Saturday, 14 February 2009

Huffman Encoding

Huffman Encoding is a simple technique for lossless data compression. The idea is simple; replace frequently occuring symbols with short bit patterns and infrequently occuring symbols with longer ones.

Firstly, we must produce a frequency table that gives weights for each symbols. Here's a version (update 14/2/9) Turns out there was a much better implementation of doing this (frequencies) already in Clojure contrib so I'll use that and save the world from seeing my bad version. Notes on why it was bad at end.

For example:


user> (frequencies "aaaabbbbcdddde")
{\e 1, \d 4, \c 1, \b 4, \a 4}


Once we've got the frequencies, we can construct a Huffman Coding Tree. The algorithm description (from Wikipedia) is:



  1. Create a leaf node for each symbol and add it to the priority queue.
  2. While there is more than one node in the queue:

    1. Remove the node of highest priority (lowest probability) twice to get two nodes.
    2. Create a new internal node with these two nodes as children and with probability equal to the sum of the two nodes' probabilities.
    3. Add the new node to the queue.

  3. The remaining node is the root node and the tree is complete.



This tree has the property that the path to each node has a unique prefix.
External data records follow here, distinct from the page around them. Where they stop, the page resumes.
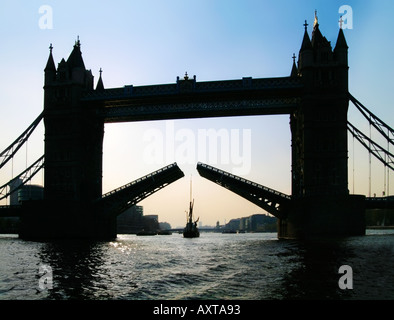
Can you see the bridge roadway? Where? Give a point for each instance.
(188, 98)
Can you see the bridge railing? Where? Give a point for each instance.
(150, 175)
(254, 184)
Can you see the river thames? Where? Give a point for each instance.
(250, 266)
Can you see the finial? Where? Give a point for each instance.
(316, 20)
(306, 25)
(340, 22)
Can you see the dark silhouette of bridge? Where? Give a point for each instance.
(315, 96)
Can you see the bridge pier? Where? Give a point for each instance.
(324, 216)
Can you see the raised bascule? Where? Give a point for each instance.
(315, 96)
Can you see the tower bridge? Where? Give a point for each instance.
(315, 96)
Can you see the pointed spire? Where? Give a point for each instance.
(50, 63)
(341, 41)
(316, 22)
(294, 70)
(100, 84)
(306, 42)
(318, 40)
(75, 58)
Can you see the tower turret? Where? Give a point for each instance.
(50, 69)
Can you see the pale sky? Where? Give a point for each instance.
(153, 42)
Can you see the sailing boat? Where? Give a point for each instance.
(191, 230)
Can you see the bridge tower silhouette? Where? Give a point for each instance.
(315, 95)
(320, 195)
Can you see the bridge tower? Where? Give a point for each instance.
(73, 155)
(321, 200)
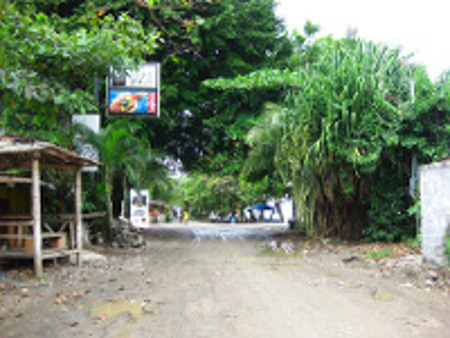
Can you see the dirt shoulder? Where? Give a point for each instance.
(228, 288)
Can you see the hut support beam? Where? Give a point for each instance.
(78, 220)
(37, 237)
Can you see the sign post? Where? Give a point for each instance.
(136, 92)
(139, 208)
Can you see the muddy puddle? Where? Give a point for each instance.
(111, 309)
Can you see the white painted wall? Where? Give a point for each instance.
(435, 210)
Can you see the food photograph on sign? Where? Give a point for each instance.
(132, 102)
(134, 92)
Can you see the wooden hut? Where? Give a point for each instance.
(25, 234)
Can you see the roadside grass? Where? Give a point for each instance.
(380, 254)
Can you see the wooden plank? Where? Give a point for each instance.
(36, 205)
(43, 235)
(78, 220)
(16, 223)
(46, 254)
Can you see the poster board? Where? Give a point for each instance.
(135, 92)
(139, 204)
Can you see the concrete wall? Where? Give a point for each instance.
(435, 209)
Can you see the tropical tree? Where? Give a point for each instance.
(340, 135)
(127, 159)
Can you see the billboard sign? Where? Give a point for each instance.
(139, 208)
(135, 92)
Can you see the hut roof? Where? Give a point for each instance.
(17, 152)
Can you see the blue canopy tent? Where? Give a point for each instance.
(260, 208)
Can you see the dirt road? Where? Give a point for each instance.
(212, 281)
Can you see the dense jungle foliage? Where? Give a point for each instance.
(251, 111)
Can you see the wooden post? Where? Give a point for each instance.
(36, 191)
(78, 220)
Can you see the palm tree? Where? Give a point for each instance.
(125, 157)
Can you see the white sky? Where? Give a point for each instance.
(419, 27)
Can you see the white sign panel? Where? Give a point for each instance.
(139, 208)
(135, 92)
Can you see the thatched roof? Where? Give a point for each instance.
(18, 151)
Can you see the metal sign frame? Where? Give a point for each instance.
(134, 93)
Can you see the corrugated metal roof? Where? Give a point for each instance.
(17, 151)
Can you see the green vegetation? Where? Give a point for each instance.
(345, 132)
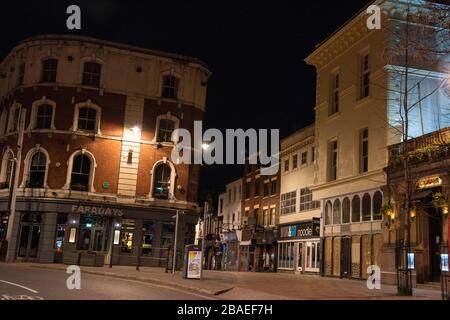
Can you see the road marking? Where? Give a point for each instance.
(20, 286)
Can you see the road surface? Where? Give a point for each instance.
(24, 283)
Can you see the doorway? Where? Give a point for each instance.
(346, 254)
(29, 238)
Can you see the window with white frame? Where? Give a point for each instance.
(306, 202)
(288, 202)
(294, 161)
(88, 118)
(91, 74)
(13, 119)
(170, 87)
(37, 171)
(7, 168)
(364, 150)
(335, 94)
(304, 160)
(162, 177)
(49, 70)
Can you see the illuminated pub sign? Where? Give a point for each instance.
(429, 182)
(304, 230)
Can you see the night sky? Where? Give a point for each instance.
(255, 50)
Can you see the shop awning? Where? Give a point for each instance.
(421, 195)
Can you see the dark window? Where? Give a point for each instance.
(21, 74)
(44, 116)
(337, 212)
(165, 130)
(377, 203)
(81, 171)
(335, 98)
(248, 190)
(356, 209)
(170, 87)
(365, 83)
(49, 70)
(328, 213)
(366, 207)
(37, 170)
(364, 151)
(304, 158)
(273, 187)
(91, 74)
(333, 160)
(266, 189)
(257, 187)
(346, 210)
(148, 236)
(161, 181)
(87, 119)
(294, 161)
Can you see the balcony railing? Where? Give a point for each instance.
(428, 147)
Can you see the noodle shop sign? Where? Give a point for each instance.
(429, 182)
(98, 211)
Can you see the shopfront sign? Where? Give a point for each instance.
(97, 211)
(304, 230)
(429, 182)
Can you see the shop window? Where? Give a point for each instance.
(81, 171)
(346, 210)
(328, 213)
(168, 231)
(87, 119)
(38, 168)
(366, 212)
(91, 74)
(288, 202)
(44, 116)
(165, 130)
(170, 87)
(161, 181)
(377, 203)
(126, 238)
(49, 70)
(337, 212)
(356, 209)
(148, 236)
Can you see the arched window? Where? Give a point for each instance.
(170, 87)
(13, 119)
(87, 119)
(44, 116)
(91, 74)
(7, 168)
(337, 212)
(377, 203)
(49, 70)
(81, 171)
(367, 207)
(346, 210)
(356, 209)
(161, 181)
(328, 213)
(38, 167)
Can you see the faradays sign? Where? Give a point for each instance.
(98, 211)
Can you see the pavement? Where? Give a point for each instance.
(242, 285)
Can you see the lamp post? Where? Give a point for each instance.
(15, 180)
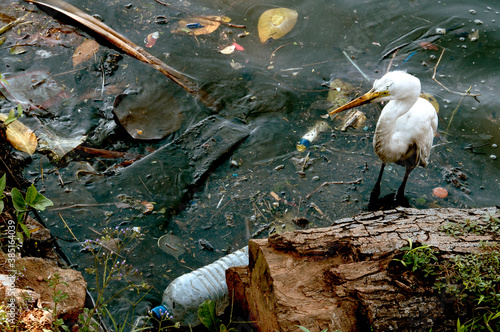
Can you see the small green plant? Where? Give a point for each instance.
(474, 281)
(110, 267)
(421, 258)
(489, 224)
(32, 200)
(57, 296)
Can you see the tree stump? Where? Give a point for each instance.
(344, 277)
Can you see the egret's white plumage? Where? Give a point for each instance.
(406, 126)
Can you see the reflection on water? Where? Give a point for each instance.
(270, 89)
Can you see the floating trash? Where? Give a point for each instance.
(311, 135)
(440, 192)
(151, 39)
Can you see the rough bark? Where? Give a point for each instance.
(344, 277)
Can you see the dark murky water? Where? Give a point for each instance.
(274, 90)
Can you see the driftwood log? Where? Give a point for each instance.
(343, 277)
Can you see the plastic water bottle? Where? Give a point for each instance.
(311, 135)
(186, 293)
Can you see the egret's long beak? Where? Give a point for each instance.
(364, 99)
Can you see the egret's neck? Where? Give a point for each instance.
(397, 107)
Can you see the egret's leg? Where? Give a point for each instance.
(376, 190)
(401, 191)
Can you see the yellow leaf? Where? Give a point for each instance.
(85, 51)
(275, 23)
(19, 136)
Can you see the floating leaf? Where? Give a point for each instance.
(148, 113)
(19, 136)
(57, 146)
(199, 25)
(17, 50)
(275, 23)
(33, 89)
(127, 46)
(150, 40)
(85, 51)
(238, 47)
(228, 50)
(428, 46)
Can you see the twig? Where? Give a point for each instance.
(355, 65)
(467, 93)
(334, 182)
(69, 229)
(455, 111)
(390, 62)
(74, 206)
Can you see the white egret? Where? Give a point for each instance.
(405, 128)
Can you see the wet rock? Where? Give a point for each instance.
(33, 269)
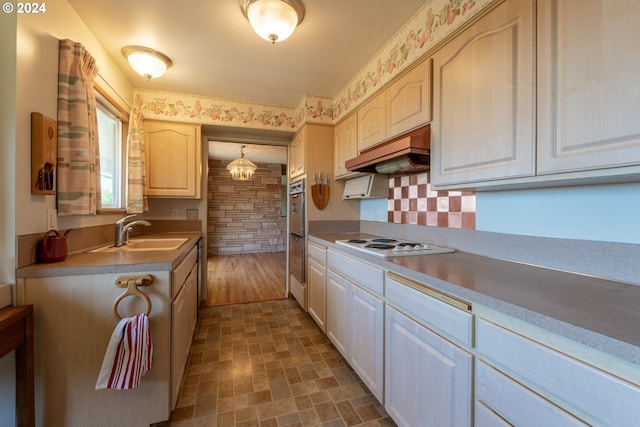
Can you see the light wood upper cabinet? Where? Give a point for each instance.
(173, 159)
(372, 122)
(588, 102)
(484, 106)
(346, 144)
(409, 100)
(297, 155)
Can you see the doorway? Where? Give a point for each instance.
(246, 224)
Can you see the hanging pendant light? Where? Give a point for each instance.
(273, 20)
(241, 168)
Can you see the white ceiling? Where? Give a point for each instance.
(216, 53)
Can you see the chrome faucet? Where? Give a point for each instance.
(122, 229)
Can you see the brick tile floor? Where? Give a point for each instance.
(267, 364)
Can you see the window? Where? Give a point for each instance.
(111, 136)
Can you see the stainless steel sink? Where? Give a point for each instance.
(140, 245)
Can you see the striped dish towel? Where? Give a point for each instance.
(128, 356)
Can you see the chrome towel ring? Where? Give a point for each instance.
(131, 284)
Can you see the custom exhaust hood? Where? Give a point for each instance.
(407, 153)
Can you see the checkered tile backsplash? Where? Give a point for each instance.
(411, 201)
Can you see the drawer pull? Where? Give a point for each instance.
(420, 287)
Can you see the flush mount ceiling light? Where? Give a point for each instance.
(241, 168)
(147, 62)
(273, 20)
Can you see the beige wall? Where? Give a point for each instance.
(7, 190)
(37, 90)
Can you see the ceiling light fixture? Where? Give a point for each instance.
(273, 20)
(147, 62)
(241, 168)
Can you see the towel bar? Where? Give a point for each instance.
(132, 283)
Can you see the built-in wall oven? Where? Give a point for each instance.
(297, 231)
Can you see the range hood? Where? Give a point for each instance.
(370, 186)
(407, 153)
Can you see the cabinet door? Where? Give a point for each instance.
(183, 323)
(367, 338)
(516, 404)
(346, 144)
(372, 122)
(409, 100)
(173, 159)
(605, 399)
(317, 291)
(427, 379)
(338, 295)
(588, 104)
(484, 106)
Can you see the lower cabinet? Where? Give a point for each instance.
(427, 378)
(338, 330)
(317, 284)
(355, 325)
(547, 385)
(184, 316)
(367, 339)
(73, 322)
(501, 401)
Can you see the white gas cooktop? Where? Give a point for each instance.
(388, 247)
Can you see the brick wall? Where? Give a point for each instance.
(245, 216)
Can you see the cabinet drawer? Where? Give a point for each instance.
(444, 317)
(365, 275)
(576, 386)
(181, 272)
(318, 252)
(515, 403)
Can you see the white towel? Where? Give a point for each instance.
(128, 356)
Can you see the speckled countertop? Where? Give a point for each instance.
(87, 262)
(601, 314)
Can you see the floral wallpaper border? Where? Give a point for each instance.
(431, 24)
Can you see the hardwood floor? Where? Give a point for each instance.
(244, 278)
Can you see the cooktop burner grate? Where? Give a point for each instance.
(388, 247)
(379, 246)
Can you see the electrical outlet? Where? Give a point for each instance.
(192, 214)
(52, 219)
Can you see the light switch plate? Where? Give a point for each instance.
(52, 219)
(5, 295)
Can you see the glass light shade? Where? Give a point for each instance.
(273, 20)
(241, 169)
(146, 62)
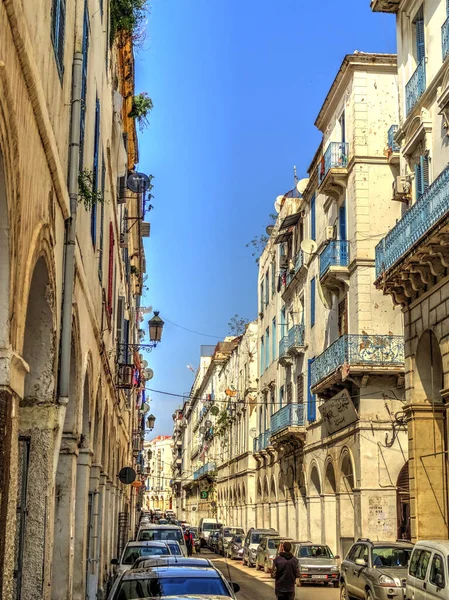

We can translate this directly into Clojure as:


(defn coding-tree
"Given an ordered frequency list, create an encoding tree"
[open]
(prn open)
(if (> (count open) 1)
(let [new-node (apply tree-node (take 2 open))]
(recur (add-to-queue new-node (drop 2 open))))
(first open)))


Where add-to-queue simply inserts a node in the right place. See huffman.clj for full code.

The coding tree isn't enough on its own, we have to change this in to a map from symbol to bit-pattern. To get the bit pattern for any node we start from the root and follow a route to the symbol in question. When we take a left node we get a "1" and a right branch gets a "0". The lookup function takes an encoding tree and flattens it into a map.


(defn- lookup-helper
[tree path]
(if (nil? tree)
nil
(let [v (first (first tree))]
(lazy-cat (if (= v \*) nil (list [v path] ))
(lookup-helper (left-node tree) (cons 0 path))
(lookup-helper (right-node tree) (cons 1 path))))))

(defn lookup
[tree]
(into {} (lookup-helper tree nil)))


Lazy functions ensure that we don't get a stack overflow. The defn- indicates that lookup-helper is a private function.

Finally we need a function that given a sequence and an encoding table gives us the encoded series of bits.


(defn huffman-compress
[s table]
(mapcat (partial get table) s))


Note that the sequence and the encoding table don't have to be the same. If, for example, the data to compress was in the English language, then you could use a known Huffman table based on Frequency Analysis of a typical corpus.

So how much compression can we get? Let's look at an example:



user> (let [x "busy busy bee"]
(compress x (huffman-coding-table x)))
(1 0 0 0 1 1 1 0 1 1 1 0 1 1 0 0 0 1 1 1 0 1 1 1 0 1 1 0 0 0 1 0 0 1)

user> (count *1)
34


So "busy busy bee" encoded to 34 bits (*1 is used to refer to the last evaluated expression at the REPL). Compared to the 13*8 bits this would take with ASCII this is a good saving. How do we fair with bigger texts? Let's try Hamlet.


user> (time (let [x (slurp "/home/jfoster/Desktop/2ws2610.txt")]
(count (compress x (huffman-coding-table x)))))
"Elapsed time: 592.317906 msecs"
921595

user> (* 8 (count (slurp "2ws2610.txt")))
1544656


A pretty big saving again (down from ~1.5 million bits to 900000 bits). Note that in all these savings I'm not including the size of the tree!

In this use a symbol is a character, we could use words instead to get bigger savings (we wouldn't have to change the code at all). PKZIP use Huffman in their arsenal of compression techniques (see LZ77 and LZ78 for other examples).

As a side note, why was my version of frequencies less than good? (bad version preserved for posterity here).

  • I didn't know assoc took an optional argument representing the default, this means I could have avoided special casing the first occurrence of a symbol.
  • I didn't use a standard idiom (reduce) when I could have done. Counting frequencies is simply taking a big sequence and making a different one.


I should spend some more time reading source code - any other improvements that you can see are gratefully accepted!